If you want a high level report on the difference which /Qvec- makes, please examine the result with /Qvec-report. It's entirely possible that you don't have significant vectorization where it could make a difference in your application.
When looking at asm, vectorized code is distinguished by parallel instructions which access memory.
Given that you are using the normal SSE2 code generation, the same registers are used with or without vectorization, and there are even parallel register moves to avoid phantom dependency on contents of the unused slots. You ought to see the similar thing in your MSVC code, if you set /arch:SSE2 (needed only for the 32-bit compiler).
If you're trying to retrace history, the requirement for parallel register moves in non-vector code was first documented publicly by AMD, but it applies to all SSE code. For a long time, the incorrect code with unexpected stalls continued to be generated by compilers targeting P-III.
The Intel compilers have dropped P-III support anyway. If you want code to run on P-III compatible CPU, you must use /arch:IA32 with current Intel compilers, in which case you should not see any use of xmm registers. Such code should be significantly slower than SSE2 non-vector code, at least on AMD CPUs. Pentium-m was the last CPU which had a preference for avoidance of SSE scalar code.
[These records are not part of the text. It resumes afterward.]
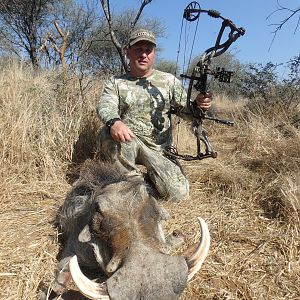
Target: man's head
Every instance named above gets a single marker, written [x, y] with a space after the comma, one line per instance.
[141, 35]
[141, 52]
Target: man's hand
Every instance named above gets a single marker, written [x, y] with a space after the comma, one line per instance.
[203, 101]
[121, 133]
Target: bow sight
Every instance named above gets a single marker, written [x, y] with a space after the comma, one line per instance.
[198, 79]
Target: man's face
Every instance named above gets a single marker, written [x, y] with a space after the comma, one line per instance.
[141, 56]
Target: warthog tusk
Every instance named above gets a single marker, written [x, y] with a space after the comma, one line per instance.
[87, 287]
[196, 254]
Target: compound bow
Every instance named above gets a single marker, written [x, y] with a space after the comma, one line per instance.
[199, 80]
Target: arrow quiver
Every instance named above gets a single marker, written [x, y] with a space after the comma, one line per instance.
[198, 80]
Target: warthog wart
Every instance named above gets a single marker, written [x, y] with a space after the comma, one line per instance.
[112, 224]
SergeyKostrov · ‎06-09-2012

Quoting encoder

...Is there anything else I need to check/ enable/ disable to make sure vectorization does not occur...

When working on integration of Intel C++ compiler I noticeddifferences in performance between Debug and
Release configutations when some optimizationsare disabled. The same applies to Microsoft C++ compiler.
So, did you try toverify results for both configurations? Also, are you building a 32-bit or 64-bit application?

Best regards,
Sergey

Brandon_H_Intel · ‎06-11-2012

Hi encoder,

I think there's a little confusion here. In addiction to the vectorizer which generates Intel Streaming SIMD Extensions, the compiler also generates scalar SSE as well, so even non-loop code can result in SSE code. If you're using a 32-bit compiler on Windows* or Linux*, you can use the /arch:IA32 or -mia32 options to disable this. Otherwise there's not an option to disable this as the minimum instruction set for those other platforms all support some version of SSE.